Ratings1
Average rating5
This book answers a lot of questions I had about Maryland before, during, and after the Civil War. I went into it knowing some things about how it wasn't really allowed to join the Confederacy by force. The military occupied parts of the state and Lincoln put people in jail, like the mayor of Baltimore, until the secessionists gave up (also, many of them went south and joined the confederate army, which adds one person to the army there but takes away a person clamoring for secession back home).
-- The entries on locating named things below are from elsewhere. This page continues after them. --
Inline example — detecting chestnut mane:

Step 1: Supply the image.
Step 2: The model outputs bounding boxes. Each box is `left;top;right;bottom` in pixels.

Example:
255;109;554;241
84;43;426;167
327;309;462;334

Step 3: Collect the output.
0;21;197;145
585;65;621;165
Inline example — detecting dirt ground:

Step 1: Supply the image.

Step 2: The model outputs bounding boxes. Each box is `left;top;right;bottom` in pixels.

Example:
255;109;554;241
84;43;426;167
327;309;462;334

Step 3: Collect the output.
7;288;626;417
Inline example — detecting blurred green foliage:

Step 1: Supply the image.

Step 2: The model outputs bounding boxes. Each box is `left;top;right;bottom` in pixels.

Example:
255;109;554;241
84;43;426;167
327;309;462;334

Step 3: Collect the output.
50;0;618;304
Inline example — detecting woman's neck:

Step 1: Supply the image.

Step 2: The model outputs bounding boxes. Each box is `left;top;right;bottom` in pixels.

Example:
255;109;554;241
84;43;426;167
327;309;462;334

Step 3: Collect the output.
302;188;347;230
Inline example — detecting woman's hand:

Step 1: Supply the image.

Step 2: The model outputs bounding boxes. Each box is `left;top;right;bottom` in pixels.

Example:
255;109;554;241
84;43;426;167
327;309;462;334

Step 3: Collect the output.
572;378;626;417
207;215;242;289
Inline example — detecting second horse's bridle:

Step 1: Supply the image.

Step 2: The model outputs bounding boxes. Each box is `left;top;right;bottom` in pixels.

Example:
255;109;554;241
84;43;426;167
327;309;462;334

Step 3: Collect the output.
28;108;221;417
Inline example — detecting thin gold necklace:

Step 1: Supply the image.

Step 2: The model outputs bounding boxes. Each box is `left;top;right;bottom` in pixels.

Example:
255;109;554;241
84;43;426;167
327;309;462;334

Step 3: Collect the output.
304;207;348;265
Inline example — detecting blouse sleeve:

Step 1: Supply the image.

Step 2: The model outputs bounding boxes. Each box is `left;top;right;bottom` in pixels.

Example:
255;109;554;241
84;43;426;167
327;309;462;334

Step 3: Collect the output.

Geographically if you have the president and the congress in Washington, you can't have them surrounded on all sides by enemy territory, and with the Potomac in the way, Virginia is less important than Maryland (although troops very quickly occupied Arlington, including Robert E. Lee's house, so that nobody could fire on Washington from there, and that's why eventually you have a national cemetery built there).
A bunch of questions remain though. Why did Maryland have the largest free black population in the country from 1810-1860? In what ways was Maryland a slave society comparable to the deeper south, or what made it unique? How did slavery come to an end in Maryland?
I had taken a tour a few years ago of the Hampton site outside of Towson and had imagined that Baltimore County was a place where large-scale slave operations like Hampton were common, but according to Fields that was a strong exception. Northern Maryland was much more commonly free black labor, white labor (including immigrants), and slavery where it existed was on average one slave per owner, not large plantations. This book goes into heavy detail about what types of crops were being made where. That's important to help understand why conditions were the way they were in different parts of the state, dividing it into thirds: north, south, and the eastern shore, with different crops and industries and therefore different types of labor.
I have long been interested in Reconstruction, and Maryland only got a half assed sort of Reconstruction, even as a former slave state, because it was a Union state, thus not subject to the military post-war occupation of the confederacy as directed at first by Congress over the objections of Andrew Johnson, then through the Grant presidency. Fields tells that story. I look forward to using this to the extent I'm able, in history classes I teach in the state.